Homer
Homer is located on the north shore of
Kachemak Bay on the southwestern Kenai Peninsula. The Homer Spit, a
4.5-mile long bar of gravel, extends from the Homer shoreline. It is 227
road miles south of Anchorage, at the southern-most point of the
Sterling Highway. It lies at approximately 59° 38' N Latitude, 151° 33'
W Longitude (Sec. 19, T006S, R013W, Seward Meridian). The community is
located in the Homer Recording District. The area encompasses 11 sq.
miles of land and 16 sq. miles of water.
The
Homer area has been homes to Kenaitze Indians for thousands of years. In
1895 the U.S. Geological Survey arrived to study coal and gold
resources. Prospectors bound for Hope and Sunrise disembarked at the
Homer Spit. The community was named for Homer Pennock, a gold mining
company promoter, who arrived in 1896 and built living quarters for his
crew of 50 on the Spit. Their plans were to mine the beach sands along
Cook Inlet, from Homer to Ninilchik. The Homer post office opened
shortly thereafter. In 1899, Cook Inlet Coal Fields Company built a town
and dock on the Spit, a coal mine at Homer's Bluff Point, and a
7-mile-long railroad which carried the coal to the end of Homer Spit.
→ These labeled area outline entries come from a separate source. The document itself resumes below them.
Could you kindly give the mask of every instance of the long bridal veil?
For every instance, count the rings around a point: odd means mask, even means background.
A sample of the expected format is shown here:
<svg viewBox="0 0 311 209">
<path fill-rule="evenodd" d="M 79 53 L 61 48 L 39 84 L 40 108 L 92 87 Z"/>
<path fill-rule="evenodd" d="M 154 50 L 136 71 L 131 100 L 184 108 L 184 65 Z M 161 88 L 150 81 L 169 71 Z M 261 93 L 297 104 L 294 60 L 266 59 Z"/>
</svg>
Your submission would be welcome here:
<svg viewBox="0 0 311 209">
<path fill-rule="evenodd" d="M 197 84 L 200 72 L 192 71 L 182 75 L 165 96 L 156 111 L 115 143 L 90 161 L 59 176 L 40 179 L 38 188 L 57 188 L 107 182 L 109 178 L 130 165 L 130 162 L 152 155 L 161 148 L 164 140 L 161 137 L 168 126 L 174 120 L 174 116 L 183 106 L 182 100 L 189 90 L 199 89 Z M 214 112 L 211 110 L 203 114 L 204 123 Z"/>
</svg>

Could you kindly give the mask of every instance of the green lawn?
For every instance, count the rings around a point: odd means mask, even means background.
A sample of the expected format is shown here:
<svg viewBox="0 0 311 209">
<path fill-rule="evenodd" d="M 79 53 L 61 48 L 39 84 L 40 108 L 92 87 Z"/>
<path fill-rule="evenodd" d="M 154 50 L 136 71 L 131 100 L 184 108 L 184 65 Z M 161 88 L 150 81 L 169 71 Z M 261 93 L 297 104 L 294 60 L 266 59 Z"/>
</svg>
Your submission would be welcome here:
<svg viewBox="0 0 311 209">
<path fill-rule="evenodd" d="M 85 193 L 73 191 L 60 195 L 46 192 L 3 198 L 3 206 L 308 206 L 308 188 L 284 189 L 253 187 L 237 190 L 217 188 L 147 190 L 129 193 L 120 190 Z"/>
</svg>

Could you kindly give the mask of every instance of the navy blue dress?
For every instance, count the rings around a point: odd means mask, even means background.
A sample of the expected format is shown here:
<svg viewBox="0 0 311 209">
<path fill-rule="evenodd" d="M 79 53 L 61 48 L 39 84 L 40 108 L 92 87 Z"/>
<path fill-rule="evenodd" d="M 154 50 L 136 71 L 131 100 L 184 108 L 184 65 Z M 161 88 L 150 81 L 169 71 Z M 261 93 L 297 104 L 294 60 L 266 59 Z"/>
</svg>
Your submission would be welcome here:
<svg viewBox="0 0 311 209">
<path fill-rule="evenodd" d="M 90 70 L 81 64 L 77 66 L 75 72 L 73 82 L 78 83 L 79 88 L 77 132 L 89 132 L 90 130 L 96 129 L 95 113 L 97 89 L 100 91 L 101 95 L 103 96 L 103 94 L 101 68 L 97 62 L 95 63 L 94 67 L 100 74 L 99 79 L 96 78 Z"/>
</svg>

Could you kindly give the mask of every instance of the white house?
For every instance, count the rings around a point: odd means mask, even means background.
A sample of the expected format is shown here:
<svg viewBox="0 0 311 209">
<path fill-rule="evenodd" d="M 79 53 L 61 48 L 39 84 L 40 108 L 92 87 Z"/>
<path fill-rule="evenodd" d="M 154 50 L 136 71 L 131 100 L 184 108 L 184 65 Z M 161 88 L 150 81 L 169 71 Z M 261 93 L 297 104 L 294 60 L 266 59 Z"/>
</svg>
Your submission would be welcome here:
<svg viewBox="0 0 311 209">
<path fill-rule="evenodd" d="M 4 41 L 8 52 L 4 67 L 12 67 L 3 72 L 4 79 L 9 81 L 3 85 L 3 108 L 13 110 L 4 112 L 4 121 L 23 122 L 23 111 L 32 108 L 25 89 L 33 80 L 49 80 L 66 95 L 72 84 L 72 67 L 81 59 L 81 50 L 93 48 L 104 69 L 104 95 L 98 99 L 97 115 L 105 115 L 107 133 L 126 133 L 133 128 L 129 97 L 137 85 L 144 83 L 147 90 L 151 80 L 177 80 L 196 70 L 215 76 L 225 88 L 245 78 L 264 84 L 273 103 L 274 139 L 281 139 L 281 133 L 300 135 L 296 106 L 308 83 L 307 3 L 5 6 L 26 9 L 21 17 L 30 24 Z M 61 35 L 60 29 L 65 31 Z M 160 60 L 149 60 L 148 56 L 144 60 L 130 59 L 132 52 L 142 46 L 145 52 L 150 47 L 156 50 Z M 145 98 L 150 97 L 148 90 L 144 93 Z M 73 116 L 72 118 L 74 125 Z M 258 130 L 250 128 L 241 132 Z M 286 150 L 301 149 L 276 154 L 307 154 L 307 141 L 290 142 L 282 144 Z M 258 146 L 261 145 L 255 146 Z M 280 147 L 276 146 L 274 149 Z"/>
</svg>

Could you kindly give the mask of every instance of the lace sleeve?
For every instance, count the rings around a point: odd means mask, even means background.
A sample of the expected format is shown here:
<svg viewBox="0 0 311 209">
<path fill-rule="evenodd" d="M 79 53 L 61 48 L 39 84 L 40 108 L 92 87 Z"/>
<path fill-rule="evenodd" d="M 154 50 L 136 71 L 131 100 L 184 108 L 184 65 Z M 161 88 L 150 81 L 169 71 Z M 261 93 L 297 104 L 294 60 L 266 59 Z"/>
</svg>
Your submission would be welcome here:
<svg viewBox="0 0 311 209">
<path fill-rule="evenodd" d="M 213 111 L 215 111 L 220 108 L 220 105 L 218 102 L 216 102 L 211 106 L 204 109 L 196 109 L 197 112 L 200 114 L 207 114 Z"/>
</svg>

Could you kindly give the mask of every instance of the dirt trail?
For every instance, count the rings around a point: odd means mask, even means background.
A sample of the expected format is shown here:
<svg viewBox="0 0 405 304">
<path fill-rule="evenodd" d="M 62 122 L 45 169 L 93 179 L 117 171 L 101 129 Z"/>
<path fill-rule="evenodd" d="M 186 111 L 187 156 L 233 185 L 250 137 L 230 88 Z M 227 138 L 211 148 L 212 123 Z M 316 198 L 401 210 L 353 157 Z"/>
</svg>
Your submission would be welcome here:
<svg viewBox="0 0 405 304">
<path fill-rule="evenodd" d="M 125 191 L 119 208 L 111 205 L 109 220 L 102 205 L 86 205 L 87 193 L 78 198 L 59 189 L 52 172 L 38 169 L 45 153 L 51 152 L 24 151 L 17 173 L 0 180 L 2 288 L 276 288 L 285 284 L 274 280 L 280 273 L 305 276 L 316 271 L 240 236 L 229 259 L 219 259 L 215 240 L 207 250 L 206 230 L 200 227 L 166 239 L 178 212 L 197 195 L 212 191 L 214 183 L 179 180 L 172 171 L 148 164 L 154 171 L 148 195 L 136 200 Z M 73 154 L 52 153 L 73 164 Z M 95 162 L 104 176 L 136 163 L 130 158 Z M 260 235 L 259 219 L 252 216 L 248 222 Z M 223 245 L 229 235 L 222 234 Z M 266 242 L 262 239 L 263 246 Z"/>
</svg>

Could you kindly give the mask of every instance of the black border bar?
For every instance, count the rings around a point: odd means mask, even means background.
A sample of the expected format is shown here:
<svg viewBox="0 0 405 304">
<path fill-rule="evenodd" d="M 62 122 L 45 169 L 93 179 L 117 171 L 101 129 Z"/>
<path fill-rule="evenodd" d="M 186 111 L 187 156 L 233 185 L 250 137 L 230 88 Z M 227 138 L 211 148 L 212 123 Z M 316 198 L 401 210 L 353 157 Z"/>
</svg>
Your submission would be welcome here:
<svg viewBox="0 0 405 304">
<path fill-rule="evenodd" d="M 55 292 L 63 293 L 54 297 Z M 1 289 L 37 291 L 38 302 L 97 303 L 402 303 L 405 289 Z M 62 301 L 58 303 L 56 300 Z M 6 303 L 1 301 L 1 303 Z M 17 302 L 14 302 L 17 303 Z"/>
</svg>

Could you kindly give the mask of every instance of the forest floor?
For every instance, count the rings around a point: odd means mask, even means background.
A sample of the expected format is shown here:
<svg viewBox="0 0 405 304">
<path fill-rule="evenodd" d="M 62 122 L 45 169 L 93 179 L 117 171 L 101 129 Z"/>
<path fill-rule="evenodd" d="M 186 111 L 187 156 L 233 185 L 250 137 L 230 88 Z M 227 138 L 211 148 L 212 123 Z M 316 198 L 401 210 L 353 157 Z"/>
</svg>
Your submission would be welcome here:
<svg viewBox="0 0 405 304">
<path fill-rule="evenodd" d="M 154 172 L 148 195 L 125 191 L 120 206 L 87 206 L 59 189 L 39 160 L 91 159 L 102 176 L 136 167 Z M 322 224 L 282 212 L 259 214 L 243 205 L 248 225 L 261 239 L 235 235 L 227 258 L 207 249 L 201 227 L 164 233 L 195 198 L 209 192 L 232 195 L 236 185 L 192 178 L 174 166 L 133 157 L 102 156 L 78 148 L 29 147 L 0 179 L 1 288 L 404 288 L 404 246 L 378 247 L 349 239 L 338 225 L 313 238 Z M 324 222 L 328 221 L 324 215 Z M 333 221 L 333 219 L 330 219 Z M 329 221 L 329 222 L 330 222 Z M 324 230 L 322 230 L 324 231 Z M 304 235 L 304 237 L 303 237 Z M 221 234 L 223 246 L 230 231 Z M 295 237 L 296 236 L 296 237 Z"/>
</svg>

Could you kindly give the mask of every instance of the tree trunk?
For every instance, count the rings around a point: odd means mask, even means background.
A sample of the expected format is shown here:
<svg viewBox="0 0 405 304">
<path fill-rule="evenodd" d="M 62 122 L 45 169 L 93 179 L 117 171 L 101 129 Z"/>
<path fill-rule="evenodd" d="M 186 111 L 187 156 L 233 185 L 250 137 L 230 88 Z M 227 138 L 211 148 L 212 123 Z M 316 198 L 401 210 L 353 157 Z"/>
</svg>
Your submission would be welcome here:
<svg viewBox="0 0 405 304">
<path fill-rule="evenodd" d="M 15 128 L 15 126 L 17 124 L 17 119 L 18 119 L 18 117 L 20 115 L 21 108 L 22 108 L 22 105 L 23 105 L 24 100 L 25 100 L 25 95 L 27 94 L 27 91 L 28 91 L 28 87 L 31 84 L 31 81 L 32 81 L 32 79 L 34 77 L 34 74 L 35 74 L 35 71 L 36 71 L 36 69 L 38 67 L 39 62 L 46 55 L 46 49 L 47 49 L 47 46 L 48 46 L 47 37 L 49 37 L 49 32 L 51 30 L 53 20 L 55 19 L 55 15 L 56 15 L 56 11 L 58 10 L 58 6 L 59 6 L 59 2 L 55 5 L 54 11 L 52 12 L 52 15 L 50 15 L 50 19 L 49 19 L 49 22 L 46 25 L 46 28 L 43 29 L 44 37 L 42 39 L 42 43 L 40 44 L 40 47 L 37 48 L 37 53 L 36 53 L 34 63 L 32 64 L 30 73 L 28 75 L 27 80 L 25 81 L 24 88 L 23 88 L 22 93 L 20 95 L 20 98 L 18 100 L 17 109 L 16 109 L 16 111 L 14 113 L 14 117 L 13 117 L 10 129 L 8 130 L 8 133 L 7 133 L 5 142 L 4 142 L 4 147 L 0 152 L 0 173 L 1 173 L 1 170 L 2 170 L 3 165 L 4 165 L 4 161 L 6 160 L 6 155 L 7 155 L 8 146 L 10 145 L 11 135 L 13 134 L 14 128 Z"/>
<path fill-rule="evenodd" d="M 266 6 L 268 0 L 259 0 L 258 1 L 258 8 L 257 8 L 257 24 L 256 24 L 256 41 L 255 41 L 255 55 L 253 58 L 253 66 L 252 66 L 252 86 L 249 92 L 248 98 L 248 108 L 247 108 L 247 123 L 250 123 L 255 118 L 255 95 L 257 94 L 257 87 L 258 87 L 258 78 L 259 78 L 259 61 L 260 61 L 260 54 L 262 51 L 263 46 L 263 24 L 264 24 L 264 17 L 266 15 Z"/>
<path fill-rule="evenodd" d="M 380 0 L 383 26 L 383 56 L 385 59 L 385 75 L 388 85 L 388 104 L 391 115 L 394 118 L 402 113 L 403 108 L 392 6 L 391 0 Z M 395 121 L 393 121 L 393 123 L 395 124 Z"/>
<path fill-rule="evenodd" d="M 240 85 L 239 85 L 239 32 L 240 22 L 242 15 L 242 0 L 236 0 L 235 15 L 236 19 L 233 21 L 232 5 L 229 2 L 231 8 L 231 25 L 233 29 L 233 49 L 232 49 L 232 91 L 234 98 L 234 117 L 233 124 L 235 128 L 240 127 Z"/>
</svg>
Various coal mining operations continued until World War I, and settlers
continued to trickle into the area, some to homestead in the 1930s and
40s, other to work in the canneries built to process Cook Inlet fish.
Coal provided fuel for homes, and there is still an estimated 400
million tons of coal deposits in the vicinity of Homer. After then Good
Friday earthquake in 1964, the Homer Spit sunk approximately 4 to 6
feet, and several buildings had to be relocated.